Ils succombèrent à l’appel charnel bercés par le doux roulis de la nef.
Les délicats rayons du soleil virent tirer les deux amants de leur torpeur. Après avoir plongé dans l’eau fraiche du lac, ils prirent le chemin du monde des hommes. Arrivés à la chaumière de Pamphile l’odeur était pire que l’avant-veille, des mouches commençaient à s’amonceler en vue du festin à venir. Dans la chambre, des râles presque inhumains se faisaient entendre.
“Es-tu sûr que nous sommes au bon endroit ? Demanda Aphrodite écœurée. Les eaux du Styx semblent déjà imbiber les murs de cette ruine.
- C’est ce que je te disais hier, ma source se tarie et je ne peux rien y faire.”
Ils s’approchèrent du tas informe qui se mouvait péniblement sur sa couche mortuaire. Aphrodite sursauta en reconnaissant l’homme à l’agonie couché au milieu de seaux de bile et de déjection putride. Elle le dévisagea avec dégoût, plus jamais elle ne pourrait revenir voir cette chose. Elle se tourna avec colère vers Dionysos : “ Quel vilain tour m’as-tu joué là ?
- Ah, ah, s’esclaffa le dieu. Tu as voulu te venger de ce mortel qui ne t’appartient pas, voilà ta punition. Après avoir bu sa bile, tu vas le regarder mourir et ainsi laisser disparaitre le breuvage si particulier qui a ravi tes papilles et ton cœur desséché.
- Monstre que tu es, dit Aphrodite dans un haut-le-cœur. Tu défends les pauvres malheureux maintenant. C’est bien la première fois que je te vois te soucier d’un humain tombé entre mes bras.
- Ce n’est pas n’importe qui, c’est Pamphile ! Et je me soucie de bien d’autres hommes, surtout quand ceux-ci sont des artisans hors-pair ! A présent je te propose un marché. Libère-le de ton maléfice et je lui donnerai le don de faire un vin aussi bon que celui que nous avons bu hier, et sans bile cette fois. Cela te semble-t-il équitable ?
- Et toi qu'y gagnes-tu ?
- J’y gagne, crois-moi ! Souffla-t-il en pensant avec répulsion au vin de Cassius.
- Très bien ! Mais toi, éructa-t-elle en se tournant vers Pamphile, je te rends la capacité de manger et boire ce que bon te plaira.

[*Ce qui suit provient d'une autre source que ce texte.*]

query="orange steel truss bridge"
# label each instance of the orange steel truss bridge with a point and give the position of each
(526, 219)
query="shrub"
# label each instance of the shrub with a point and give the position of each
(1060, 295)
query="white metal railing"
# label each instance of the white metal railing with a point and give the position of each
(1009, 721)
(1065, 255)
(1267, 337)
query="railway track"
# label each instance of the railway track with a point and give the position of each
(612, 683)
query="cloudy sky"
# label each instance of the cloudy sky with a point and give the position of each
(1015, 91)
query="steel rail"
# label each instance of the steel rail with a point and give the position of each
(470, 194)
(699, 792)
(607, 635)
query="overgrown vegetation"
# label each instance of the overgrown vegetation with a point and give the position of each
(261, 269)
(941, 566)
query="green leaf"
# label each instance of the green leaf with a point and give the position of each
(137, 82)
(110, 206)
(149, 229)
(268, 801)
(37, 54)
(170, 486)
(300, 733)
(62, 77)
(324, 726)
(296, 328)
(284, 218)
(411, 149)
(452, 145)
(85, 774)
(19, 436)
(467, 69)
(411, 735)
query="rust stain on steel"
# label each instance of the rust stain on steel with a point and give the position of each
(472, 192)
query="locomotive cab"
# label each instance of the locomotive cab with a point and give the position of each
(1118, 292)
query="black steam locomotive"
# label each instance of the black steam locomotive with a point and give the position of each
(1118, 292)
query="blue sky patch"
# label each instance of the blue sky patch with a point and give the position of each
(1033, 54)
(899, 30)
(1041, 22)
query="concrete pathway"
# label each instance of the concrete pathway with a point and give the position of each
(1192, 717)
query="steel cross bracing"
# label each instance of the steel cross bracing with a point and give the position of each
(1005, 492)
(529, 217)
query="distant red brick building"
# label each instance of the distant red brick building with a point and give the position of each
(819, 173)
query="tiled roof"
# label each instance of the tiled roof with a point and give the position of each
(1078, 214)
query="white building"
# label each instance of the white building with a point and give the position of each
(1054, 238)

Je ne viendrai plus non plus te voir, à condition que tu me fasses offrande d’une amphore de ton vin tous les ans. Oublie cela une seule fois avant ta mort et je te promets un châtiment plus cruel encore.”
À ces mots elle prononça l’incantation libératrice et disparut dans un nuage de rage. Pamphile remercia Dionysos pour son aide et son don. Il lui promit une amphore de vin chaque année jusqu’à sa mort. Le dieu retourna sur le mont Olympe, une outre à la main, accompagné de la douce brise de fin d’été. Il plongea l’outre dans un ruisseau et s’assit sur un rocher au bord de l’eau, il joua nonchalamment un air de flûte à une biche qui passait par là.